For a homesteader, a vacation is a scary adventure with unpredictable outcomes. Will the garden die? Or get swarmed by bugs? Will my chickens get slaughtered by the resident coyotes? Or will my goose finally succeed and I come home to fresh goslings? There’s are so many unknowns.. lucky for us we have some great best friends who’ve been there and done that with us on all things homestead. Without them, this trip would not be possible. I don’t say that lightly, they are literally the only people I trust with my babies, both plant and animal. They’ll be watering my gardens with love and shepherding my feathered flock. And for that I say, thank you thank you thank you & amen!
Because everyone needs a vacation guys, even a homebody homesteader mama like me.
It’s not easy either. I feel a little crazy, dragging our little family halfway across the country. And I’m sure Spencer will be tearing me from the garden kicking and screaming come Wednesday morning. Maybe it’s not the best call to head out in the middle of June? Major planning and timely execution got us to this point. From installing drip irrigation in one garden, in ground irrigation repairs in the other, building a new chicken run & treating the flock for mites, planting hundreds of starts & thousands of seeds, and a whole lot of mulching everything in sight I think we’re going to be ok.

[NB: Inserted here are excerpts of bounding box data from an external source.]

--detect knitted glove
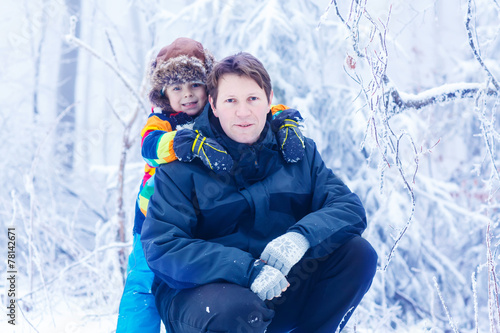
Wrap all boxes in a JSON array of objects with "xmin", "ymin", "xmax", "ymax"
[
  {"xmin": 260, "ymin": 232, "xmax": 310, "ymax": 275},
  {"xmin": 166, "ymin": 112, "xmax": 194, "ymax": 131},
  {"xmin": 271, "ymin": 109, "xmax": 305, "ymax": 163},
  {"xmin": 173, "ymin": 129, "xmax": 233, "ymax": 172},
  {"xmin": 250, "ymin": 265, "xmax": 289, "ymax": 301}
]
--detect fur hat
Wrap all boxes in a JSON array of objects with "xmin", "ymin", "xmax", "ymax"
[{"xmin": 149, "ymin": 37, "xmax": 215, "ymax": 112}]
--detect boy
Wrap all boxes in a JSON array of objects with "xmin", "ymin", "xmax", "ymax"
[{"xmin": 116, "ymin": 38, "xmax": 304, "ymax": 333}]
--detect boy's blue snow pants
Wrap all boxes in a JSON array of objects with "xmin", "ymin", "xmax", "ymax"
[
  {"xmin": 116, "ymin": 233, "xmax": 161, "ymax": 333},
  {"xmin": 154, "ymin": 236, "xmax": 377, "ymax": 333}
]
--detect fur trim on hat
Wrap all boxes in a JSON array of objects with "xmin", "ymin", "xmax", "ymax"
[{"xmin": 149, "ymin": 49, "xmax": 215, "ymax": 112}]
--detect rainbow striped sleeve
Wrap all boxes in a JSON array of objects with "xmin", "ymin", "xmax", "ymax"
[{"xmin": 141, "ymin": 113, "xmax": 177, "ymax": 167}]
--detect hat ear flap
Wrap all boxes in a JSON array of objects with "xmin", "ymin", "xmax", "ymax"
[{"xmin": 149, "ymin": 89, "xmax": 172, "ymax": 112}]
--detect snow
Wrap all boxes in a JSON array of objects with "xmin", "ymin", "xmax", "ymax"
[{"xmin": 0, "ymin": 0, "xmax": 500, "ymax": 332}]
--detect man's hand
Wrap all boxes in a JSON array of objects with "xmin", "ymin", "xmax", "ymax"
[
  {"xmin": 173, "ymin": 129, "xmax": 233, "ymax": 172},
  {"xmin": 260, "ymin": 232, "xmax": 310, "ymax": 275},
  {"xmin": 271, "ymin": 109, "xmax": 305, "ymax": 163},
  {"xmin": 250, "ymin": 265, "xmax": 290, "ymax": 301}
]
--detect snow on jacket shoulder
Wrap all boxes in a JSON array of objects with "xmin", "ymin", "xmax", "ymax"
[{"xmin": 141, "ymin": 105, "xmax": 366, "ymax": 289}]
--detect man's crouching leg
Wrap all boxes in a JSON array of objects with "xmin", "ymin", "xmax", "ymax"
[{"xmin": 156, "ymin": 283, "xmax": 274, "ymax": 333}]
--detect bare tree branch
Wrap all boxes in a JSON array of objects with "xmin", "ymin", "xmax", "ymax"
[
  {"xmin": 465, "ymin": 0, "xmax": 500, "ymax": 91},
  {"xmin": 386, "ymin": 78, "xmax": 500, "ymax": 116}
]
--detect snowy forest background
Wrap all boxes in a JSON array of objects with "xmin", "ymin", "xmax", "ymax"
[{"xmin": 0, "ymin": 0, "xmax": 500, "ymax": 332}]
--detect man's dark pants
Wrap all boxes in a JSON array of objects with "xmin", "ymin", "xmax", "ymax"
[{"xmin": 156, "ymin": 237, "xmax": 377, "ymax": 333}]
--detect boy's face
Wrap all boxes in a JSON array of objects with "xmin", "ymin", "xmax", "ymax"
[
  {"xmin": 165, "ymin": 82, "xmax": 207, "ymax": 116},
  {"xmin": 209, "ymin": 74, "xmax": 273, "ymax": 144}
]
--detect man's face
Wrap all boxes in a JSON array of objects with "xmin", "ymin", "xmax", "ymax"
[
  {"xmin": 209, "ymin": 74, "xmax": 273, "ymax": 144},
  {"xmin": 165, "ymin": 82, "xmax": 207, "ymax": 116}
]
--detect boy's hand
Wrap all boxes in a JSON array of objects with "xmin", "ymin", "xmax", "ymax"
[
  {"xmin": 167, "ymin": 112, "xmax": 194, "ymax": 131},
  {"xmin": 271, "ymin": 109, "xmax": 305, "ymax": 163},
  {"xmin": 250, "ymin": 265, "xmax": 290, "ymax": 301},
  {"xmin": 173, "ymin": 129, "xmax": 233, "ymax": 172},
  {"xmin": 260, "ymin": 232, "xmax": 310, "ymax": 275}
]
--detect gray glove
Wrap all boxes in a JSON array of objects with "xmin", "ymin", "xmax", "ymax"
[
  {"xmin": 250, "ymin": 265, "xmax": 289, "ymax": 301},
  {"xmin": 260, "ymin": 232, "xmax": 310, "ymax": 275}
]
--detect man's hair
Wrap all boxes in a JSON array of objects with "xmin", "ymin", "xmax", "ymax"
[{"xmin": 207, "ymin": 52, "xmax": 272, "ymax": 107}]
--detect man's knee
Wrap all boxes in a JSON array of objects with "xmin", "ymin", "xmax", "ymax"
[
  {"xmin": 345, "ymin": 237, "xmax": 378, "ymax": 284},
  {"xmin": 169, "ymin": 283, "xmax": 274, "ymax": 333}
]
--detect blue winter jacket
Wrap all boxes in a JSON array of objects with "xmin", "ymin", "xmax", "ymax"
[{"xmin": 141, "ymin": 107, "xmax": 366, "ymax": 304}]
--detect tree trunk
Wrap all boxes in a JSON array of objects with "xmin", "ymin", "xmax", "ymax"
[{"xmin": 56, "ymin": 0, "xmax": 80, "ymax": 171}]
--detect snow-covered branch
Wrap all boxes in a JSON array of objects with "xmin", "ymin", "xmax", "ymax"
[
  {"xmin": 465, "ymin": 0, "xmax": 500, "ymax": 91},
  {"xmin": 386, "ymin": 80, "xmax": 500, "ymax": 116},
  {"xmin": 65, "ymin": 16, "xmax": 149, "ymax": 113}
]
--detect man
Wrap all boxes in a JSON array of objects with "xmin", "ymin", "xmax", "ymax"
[{"xmin": 142, "ymin": 53, "xmax": 377, "ymax": 333}]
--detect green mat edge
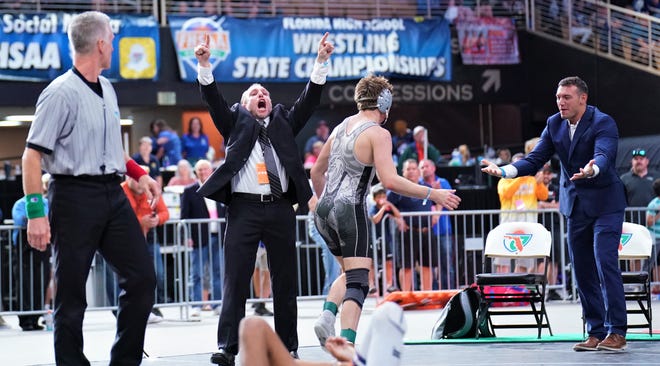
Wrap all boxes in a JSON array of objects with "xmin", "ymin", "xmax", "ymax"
[{"xmin": 404, "ymin": 331, "xmax": 660, "ymax": 345}]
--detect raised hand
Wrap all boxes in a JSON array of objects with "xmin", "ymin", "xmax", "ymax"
[
  {"xmin": 571, "ymin": 159, "xmax": 596, "ymax": 180},
  {"xmin": 431, "ymin": 189, "xmax": 461, "ymax": 211},
  {"xmin": 316, "ymin": 32, "xmax": 335, "ymax": 64},
  {"xmin": 195, "ymin": 33, "xmax": 211, "ymax": 67},
  {"xmin": 481, "ymin": 159, "xmax": 502, "ymax": 177}
]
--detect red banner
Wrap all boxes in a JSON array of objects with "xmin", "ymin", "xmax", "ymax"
[{"xmin": 456, "ymin": 17, "xmax": 520, "ymax": 65}]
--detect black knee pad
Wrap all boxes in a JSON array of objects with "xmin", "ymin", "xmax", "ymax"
[{"xmin": 344, "ymin": 268, "xmax": 369, "ymax": 309}]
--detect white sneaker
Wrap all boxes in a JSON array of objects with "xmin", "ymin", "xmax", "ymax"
[
  {"xmin": 147, "ymin": 313, "xmax": 163, "ymax": 324},
  {"xmin": 314, "ymin": 310, "xmax": 337, "ymax": 347}
]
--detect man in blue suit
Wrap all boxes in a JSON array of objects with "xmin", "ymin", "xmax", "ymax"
[{"xmin": 481, "ymin": 77, "xmax": 627, "ymax": 351}]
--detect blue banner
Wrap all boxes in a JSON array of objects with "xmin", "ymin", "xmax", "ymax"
[
  {"xmin": 0, "ymin": 13, "xmax": 160, "ymax": 81},
  {"xmin": 168, "ymin": 16, "xmax": 451, "ymax": 82}
]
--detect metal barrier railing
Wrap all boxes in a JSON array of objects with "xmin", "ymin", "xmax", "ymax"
[{"xmin": 0, "ymin": 207, "xmax": 660, "ymax": 320}]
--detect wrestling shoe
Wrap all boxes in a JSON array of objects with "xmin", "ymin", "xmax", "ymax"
[
  {"xmin": 314, "ymin": 310, "xmax": 337, "ymax": 347},
  {"xmin": 597, "ymin": 333, "xmax": 626, "ymax": 352},
  {"xmin": 573, "ymin": 336, "xmax": 600, "ymax": 352}
]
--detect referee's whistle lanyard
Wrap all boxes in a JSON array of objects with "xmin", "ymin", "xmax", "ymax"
[{"xmin": 99, "ymin": 101, "xmax": 108, "ymax": 174}]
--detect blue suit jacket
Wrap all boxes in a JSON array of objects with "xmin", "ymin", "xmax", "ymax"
[{"xmin": 513, "ymin": 105, "xmax": 626, "ymax": 217}]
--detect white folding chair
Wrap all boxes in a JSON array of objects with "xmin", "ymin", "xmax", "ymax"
[
  {"xmin": 476, "ymin": 222, "xmax": 552, "ymax": 338},
  {"xmin": 619, "ymin": 222, "xmax": 653, "ymax": 335}
]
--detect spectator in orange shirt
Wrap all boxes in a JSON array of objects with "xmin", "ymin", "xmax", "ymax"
[{"xmin": 108, "ymin": 165, "xmax": 170, "ymax": 323}]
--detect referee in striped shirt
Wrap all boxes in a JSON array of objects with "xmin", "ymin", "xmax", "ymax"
[{"xmin": 23, "ymin": 12, "xmax": 160, "ymax": 365}]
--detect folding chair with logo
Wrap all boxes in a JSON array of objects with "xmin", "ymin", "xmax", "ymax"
[
  {"xmin": 476, "ymin": 222, "xmax": 552, "ymax": 338},
  {"xmin": 619, "ymin": 222, "xmax": 653, "ymax": 335}
]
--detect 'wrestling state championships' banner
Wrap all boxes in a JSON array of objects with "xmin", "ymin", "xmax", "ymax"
[
  {"xmin": 168, "ymin": 16, "xmax": 451, "ymax": 82},
  {"xmin": 0, "ymin": 13, "xmax": 160, "ymax": 81}
]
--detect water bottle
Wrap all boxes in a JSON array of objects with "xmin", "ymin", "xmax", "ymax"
[{"xmin": 44, "ymin": 305, "xmax": 53, "ymax": 331}]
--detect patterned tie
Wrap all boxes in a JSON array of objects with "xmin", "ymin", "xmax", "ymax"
[{"xmin": 259, "ymin": 120, "xmax": 282, "ymax": 198}]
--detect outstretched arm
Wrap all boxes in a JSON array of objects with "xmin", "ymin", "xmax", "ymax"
[
  {"xmin": 374, "ymin": 128, "xmax": 461, "ymax": 210},
  {"xmin": 23, "ymin": 147, "xmax": 50, "ymax": 252}
]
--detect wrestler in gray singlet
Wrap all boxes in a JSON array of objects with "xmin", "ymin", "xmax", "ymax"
[{"xmin": 314, "ymin": 119, "xmax": 379, "ymax": 258}]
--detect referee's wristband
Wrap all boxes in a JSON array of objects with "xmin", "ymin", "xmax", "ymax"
[{"xmin": 25, "ymin": 193, "xmax": 46, "ymax": 220}]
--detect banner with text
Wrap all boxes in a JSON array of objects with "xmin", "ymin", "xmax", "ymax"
[
  {"xmin": 0, "ymin": 13, "xmax": 160, "ymax": 81},
  {"xmin": 456, "ymin": 17, "xmax": 520, "ymax": 65},
  {"xmin": 168, "ymin": 16, "xmax": 451, "ymax": 82}
]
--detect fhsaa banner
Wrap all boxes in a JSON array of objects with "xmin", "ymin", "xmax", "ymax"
[
  {"xmin": 0, "ymin": 13, "xmax": 160, "ymax": 81},
  {"xmin": 168, "ymin": 16, "xmax": 451, "ymax": 82}
]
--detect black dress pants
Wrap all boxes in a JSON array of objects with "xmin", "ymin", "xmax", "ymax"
[
  {"xmin": 218, "ymin": 197, "xmax": 298, "ymax": 354},
  {"xmin": 49, "ymin": 176, "xmax": 156, "ymax": 365},
  {"xmin": 14, "ymin": 234, "xmax": 51, "ymax": 328}
]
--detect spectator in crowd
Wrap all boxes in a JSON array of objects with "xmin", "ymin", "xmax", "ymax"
[
  {"xmin": 307, "ymin": 193, "xmax": 341, "ymax": 295},
  {"xmin": 398, "ymin": 126, "xmax": 442, "ymax": 174},
  {"xmin": 133, "ymin": 136, "xmax": 163, "ymax": 187},
  {"xmin": 369, "ymin": 183, "xmax": 403, "ymax": 292},
  {"xmin": 310, "ymin": 75, "xmax": 460, "ymax": 345},
  {"xmin": 305, "ymin": 120, "xmax": 330, "ymax": 161},
  {"xmin": 646, "ymin": 178, "xmax": 660, "ymax": 294},
  {"xmin": 495, "ymin": 147, "xmax": 511, "ymax": 165},
  {"xmin": 181, "ymin": 116, "xmax": 209, "ymax": 166},
  {"xmin": 11, "ymin": 173, "xmax": 51, "ymax": 331},
  {"xmin": 392, "ymin": 119, "xmax": 415, "ymax": 163},
  {"xmin": 151, "ymin": 118, "xmax": 181, "ymax": 168},
  {"xmin": 303, "ymin": 141, "xmax": 324, "ymax": 170},
  {"xmin": 240, "ymin": 302, "xmax": 406, "ymax": 366},
  {"xmin": 195, "ymin": 33, "xmax": 334, "ymax": 365},
  {"xmin": 22, "ymin": 12, "xmax": 161, "ymax": 365},
  {"xmin": 419, "ymin": 159, "xmax": 456, "ymax": 289},
  {"xmin": 252, "ymin": 243, "xmax": 273, "ymax": 316},
  {"xmin": 167, "ymin": 159, "xmax": 199, "ymax": 187},
  {"xmin": 621, "ymin": 147, "xmax": 660, "ymax": 209},
  {"xmin": 646, "ymin": 0, "xmax": 660, "ymax": 18},
  {"xmin": 458, "ymin": 144, "xmax": 476, "ymax": 166},
  {"xmin": 538, "ymin": 162, "xmax": 566, "ymax": 300},
  {"xmin": 493, "ymin": 153, "xmax": 548, "ymax": 272},
  {"xmin": 482, "ymin": 76, "xmax": 627, "ymax": 352},
  {"xmin": 387, "ymin": 159, "xmax": 440, "ymax": 291},
  {"xmin": 571, "ymin": 0, "xmax": 594, "ymax": 45},
  {"xmin": 181, "ymin": 159, "xmax": 224, "ymax": 317}
]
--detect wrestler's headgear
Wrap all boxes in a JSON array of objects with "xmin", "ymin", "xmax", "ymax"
[{"xmin": 356, "ymin": 88, "xmax": 392, "ymax": 114}]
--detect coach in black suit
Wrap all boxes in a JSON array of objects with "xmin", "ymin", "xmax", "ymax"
[{"xmin": 195, "ymin": 33, "xmax": 334, "ymax": 365}]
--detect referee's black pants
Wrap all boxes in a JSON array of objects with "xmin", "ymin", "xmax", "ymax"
[
  {"xmin": 49, "ymin": 176, "xmax": 156, "ymax": 365},
  {"xmin": 218, "ymin": 196, "xmax": 298, "ymax": 354}
]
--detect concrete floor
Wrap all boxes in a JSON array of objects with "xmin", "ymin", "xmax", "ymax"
[{"xmin": 0, "ymin": 298, "xmax": 660, "ymax": 366}]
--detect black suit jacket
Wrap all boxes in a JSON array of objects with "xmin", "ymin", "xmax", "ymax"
[
  {"xmin": 198, "ymin": 82, "xmax": 323, "ymax": 204},
  {"xmin": 181, "ymin": 182, "xmax": 227, "ymax": 246}
]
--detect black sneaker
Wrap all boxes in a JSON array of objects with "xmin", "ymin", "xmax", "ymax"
[
  {"xmin": 211, "ymin": 348, "xmax": 236, "ymax": 366},
  {"xmin": 254, "ymin": 302, "xmax": 273, "ymax": 316}
]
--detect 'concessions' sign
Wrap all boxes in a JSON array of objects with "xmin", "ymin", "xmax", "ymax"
[
  {"xmin": 0, "ymin": 13, "xmax": 160, "ymax": 81},
  {"xmin": 168, "ymin": 16, "xmax": 451, "ymax": 82}
]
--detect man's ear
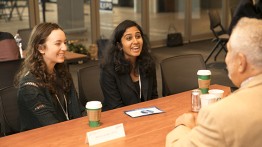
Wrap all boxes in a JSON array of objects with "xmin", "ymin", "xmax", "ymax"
[
  {"xmin": 237, "ymin": 53, "xmax": 247, "ymax": 73},
  {"xmin": 38, "ymin": 45, "xmax": 45, "ymax": 54}
]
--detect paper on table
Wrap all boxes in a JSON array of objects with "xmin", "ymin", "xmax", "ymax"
[{"xmin": 125, "ymin": 106, "xmax": 164, "ymax": 117}]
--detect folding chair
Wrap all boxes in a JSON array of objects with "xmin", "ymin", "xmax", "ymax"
[
  {"xmin": 0, "ymin": 86, "xmax": 20, "ymax": 136},
  {"xmin": 205, "ymin": 10, "xmax": 229, "ymax": 63}
]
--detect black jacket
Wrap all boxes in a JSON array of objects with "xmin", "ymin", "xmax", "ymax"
[
  {"xmin": 18, "ymin": 73, "xmax": 85, "ymax": 131},
  {"xmin": 100, "ymin": 62, "xmax": 158, "ymax": 111}
]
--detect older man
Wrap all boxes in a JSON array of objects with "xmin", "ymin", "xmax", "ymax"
[{"xmin": 166, "ymin": 18, "xmax": 262, "ymax": 147}]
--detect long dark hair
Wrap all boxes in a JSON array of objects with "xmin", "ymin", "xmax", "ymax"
[
  {"xmin": 15, "ymin": 23, "xmax": 72, "ymax": 94},
  {"xmin": 102, "ymin": 20, "xmax": 155, "ymax": 75}
]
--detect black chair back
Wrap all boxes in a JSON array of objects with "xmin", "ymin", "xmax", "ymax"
[
  {"xmin": 0, "ymin": 59, "xmax": 24, "ymax": 89},
  {"xmin": 17, "ymin": 28, "xmax": 32, "ymax": 50},
  {"xmin": 0, "ymin": 86, "xmax": 20, "ymax": 136},
  {"xmin": 160, "ymin": 54, "xmax": 206, "ymax": 96},
  {"xmin": 77, "ymin": 65, "xmax": 104, "ymax": 106},
  {"xmin": 208, "ymin": 10, "xmax": 227, "ymax": 38},
  {"xmin": 205, "ymin": 10, "xmax": 229, "ymax": 63}
]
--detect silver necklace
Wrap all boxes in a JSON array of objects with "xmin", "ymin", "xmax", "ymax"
[{"xmin": 55, "ymin": 95, "xmax": 69, "ymax": 120}]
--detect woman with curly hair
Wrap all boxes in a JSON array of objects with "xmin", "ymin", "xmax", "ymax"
[
  {"xmin": 15, "ymin": 23, "xmax": 84, "ymax": 131},
  {"xmin": 100, "ymin": 20, "xmax": 158, "ymax": 111}
]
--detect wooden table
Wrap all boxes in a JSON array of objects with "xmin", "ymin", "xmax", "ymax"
[{"xmin": 0, "ymin": 85, "xmax": 230, "ymax": 147}]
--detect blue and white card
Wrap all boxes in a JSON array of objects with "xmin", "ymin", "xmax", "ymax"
[{"xmin": 125, "ymin": 106, "xmax": 164, "ymax": 117}]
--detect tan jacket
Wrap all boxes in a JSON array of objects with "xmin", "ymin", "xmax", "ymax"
[{"xmin": 166, "ymin": 74, "xmax": 262, "ymax": 147}]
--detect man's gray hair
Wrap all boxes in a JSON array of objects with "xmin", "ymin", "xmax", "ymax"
[{"xmin": 230, "ymin": 17, "xmax": 262, "ymax": 69}]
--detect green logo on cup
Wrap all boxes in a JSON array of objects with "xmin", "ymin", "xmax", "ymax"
[
  {"xmin": 86, "ymin": 101, "xmax": 102, "ymax": 127},
  {"xmin": 197, "ymin": 70, "xmax": 211, "ymax": 94}
]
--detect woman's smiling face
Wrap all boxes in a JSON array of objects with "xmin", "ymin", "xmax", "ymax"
[{"xmin": 121, "ymin": 26, "xmax": 143, "ymax": 59}]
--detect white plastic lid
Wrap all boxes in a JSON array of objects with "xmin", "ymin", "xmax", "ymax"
[
  {"xmin": 86, "ymin": 101, "xmax": 102, "ymax": 109},
  {"xmin": 200, "ymin": 94, "xmax": 217, "ymax": 99},
  {"xmin": 197, "ymin": 70, "xmax": 211, "ymax": 75}
]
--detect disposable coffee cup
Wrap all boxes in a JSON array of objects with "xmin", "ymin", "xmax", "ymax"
[
  {"xmin": 86, "ymin": 101, "xmax": 102, "ymax": 127},
  {"xmin": 208, "ymin": 89, "xmax": 224, "ymax": 100},
  {"xmin": 197, "ymin": 70, "xmax": 211, "ymax": 94},
  {"xmin": 200, "ymin": 94, "xmax": 218, "ymax": 108}
]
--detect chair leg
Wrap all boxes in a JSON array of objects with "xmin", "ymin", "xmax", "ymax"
[{"xmin": 205, "ymin": 41, "xmax": 220, "ymax": 63}]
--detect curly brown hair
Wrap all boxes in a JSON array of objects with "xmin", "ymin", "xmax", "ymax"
[{"xmin": 14, "ymin": 23, "xmax": 72, "ymax": 94}]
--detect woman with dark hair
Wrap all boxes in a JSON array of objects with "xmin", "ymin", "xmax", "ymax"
[
  {"xmin": 100, "ymin": 20, "xmax": 158, "ymax": 111},
  {"xmin": 15, "ymin": 23, "xmax": 84, "ymax": 131}
]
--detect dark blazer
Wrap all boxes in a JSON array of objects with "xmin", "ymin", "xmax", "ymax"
[
  {"xmin": 100, "ymin": 62, "xmax": 158, "ymax": 111},
  {"xmin": 18, "ymin": 73, "xmax": 85, "ymax": 131}
]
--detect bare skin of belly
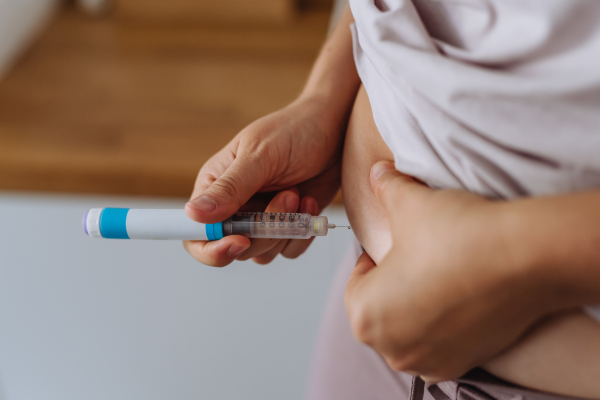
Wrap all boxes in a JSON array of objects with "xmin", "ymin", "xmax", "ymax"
[{"xmin": 342, "ymin": 86, "xmax": 600, "ymax": 398}]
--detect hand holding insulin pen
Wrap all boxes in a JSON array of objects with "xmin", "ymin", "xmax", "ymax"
[{"xmin": 83, "ymin": 208, "xmax": 350, "ymax": 240}]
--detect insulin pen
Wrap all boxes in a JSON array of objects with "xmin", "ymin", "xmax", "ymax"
[{"xmin": 83, "ymin": 208, "xmax": 350, "ymax": 240}]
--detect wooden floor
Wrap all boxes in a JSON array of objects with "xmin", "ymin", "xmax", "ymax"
[{"xmin": 0, "ymin": 10, "xmax": 329, "ymax": 196}]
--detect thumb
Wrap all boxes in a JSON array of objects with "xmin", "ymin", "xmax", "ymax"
[
  {"xmin": 185, "ymin": 158, "xmax": 268, "ymax": 224},
  {"xmin": 371, "ymin": 161, "xmax": 431, "ymax": 212}
]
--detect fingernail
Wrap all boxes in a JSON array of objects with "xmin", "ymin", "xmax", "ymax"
[
  {"xmin": 227, "ymin": 243, "xmax": 249, "ymax": 258},
  {"xmin": 285, "ymin": 195, "xmax": 297, "ymax": 212},
  {"xmin": 190, "ymin": 196, "xmax": 217, "ymax": 213},
  {"xmin": 301, "ymin": 199, "xmax": 317, "ymax": 215},
  {"xmin": 371, "ymin": 161, "xmax": 396, "ymax": 181}
]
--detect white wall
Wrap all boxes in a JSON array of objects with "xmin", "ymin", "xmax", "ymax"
[
  {"xmin": 0, "ymin": 0, "xmax": 61, "ymax": 79},
  {"xmin": 0, "ymin": 193, "xmax": 352, "ymax": 400}
]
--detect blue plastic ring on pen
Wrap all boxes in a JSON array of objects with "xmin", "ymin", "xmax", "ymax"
[{"xmin": 100, "ymin": 208, "xmax": 129, "ymax": 239}]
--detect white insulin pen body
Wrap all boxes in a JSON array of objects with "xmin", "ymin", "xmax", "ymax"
[{"xmin": 83, "ymin": 208, "xmax": 346, "ymax": 240}]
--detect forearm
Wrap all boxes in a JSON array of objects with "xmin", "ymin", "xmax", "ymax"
[
  {"xmin": 300, "ymin": 5, "xmax": 360, "ymax": 120},
  {"xmin": 501, "ymin": 191, "xmax": 600, "ymax": 311}
]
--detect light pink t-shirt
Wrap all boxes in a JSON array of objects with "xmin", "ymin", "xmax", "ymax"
[{"xmin": 350, "ymin": 0, "xmax": 600, "ymax": 321}]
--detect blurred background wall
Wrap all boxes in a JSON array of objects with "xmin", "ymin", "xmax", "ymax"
[{"xmin": 0, "ymin": 0, "xmax": 350, "ymax": 400}]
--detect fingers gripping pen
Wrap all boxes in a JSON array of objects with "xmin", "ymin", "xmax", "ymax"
[{"xmin": 83, "ymin": 208, "xmax": 350, "ymax": 240}]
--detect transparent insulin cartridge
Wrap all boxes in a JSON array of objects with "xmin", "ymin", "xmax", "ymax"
[{"xmin": 83, "ymin": 208, "xmax": 350, "ymax": 240}]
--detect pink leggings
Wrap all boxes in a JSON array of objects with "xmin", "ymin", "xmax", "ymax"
[
  {"xmin": 308, "ymin": 241, "xmax": 424, "ymax": 400},
  {"xmin": 307, "ymin": 241, "xmax": 574, "ymax": 400}
]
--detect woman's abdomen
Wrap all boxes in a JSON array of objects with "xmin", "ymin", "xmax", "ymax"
[{"xmin": 342, "ymin": 86, "xmax": 394, "ymax": 263}]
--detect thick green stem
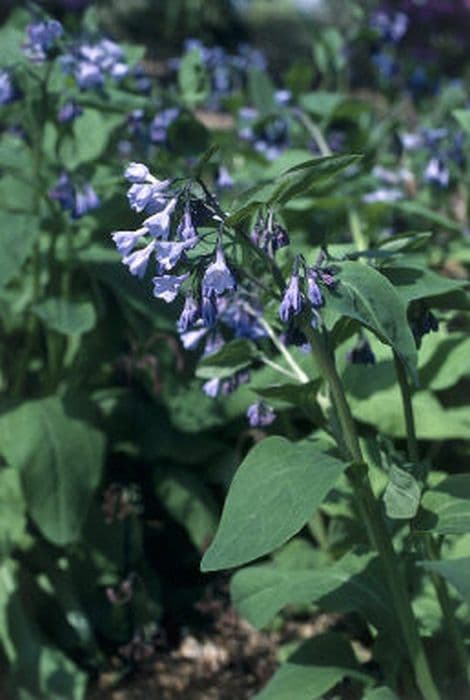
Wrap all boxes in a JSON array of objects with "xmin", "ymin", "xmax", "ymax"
[
  {"xmin": 393, "ymin": 352, "xmax": 469, "ymax": 683},
  {"xmin": 306, "ymin": 329, "xmax": 440, "ymax": 700}
]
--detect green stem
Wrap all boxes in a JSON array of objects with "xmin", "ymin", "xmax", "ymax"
[
  {"xmin": 295, "ymin": 109, "xmax": 368, "ymax": 251},
  {"xmin": 305, "ymin": 329, "xmax": 440, "ymax": 700},
  {"xmin": 393, "ymin": 352, "xmax": 469, "ymax": 683}
]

Maybe the shelling peas will rippen before we leave, maybe it’ll be after. And it’s ok. That’s the best benny of house-sitting for a gardener, you get to reap the harvest while they’re gone. And of what plenty there will be. I might miss out on peas, spinach, and kale. When I get back the cucumbers, watermelons, and pumpkins will be vining around, maybe the raspberries will be ready, and I’m sure we will be rolling in salad greens and radishes. And all the while we’ll be teaching our kids to swim, eating fresh caught fish, soaking up family time, and recharging our souls for this life we love.
Here I sit still sipping coffee, writing this when I really need to get back to it. But I’ll definitely finish my coffee first. Then I’ll be logging as many hours in my happy gardens as I can before departure.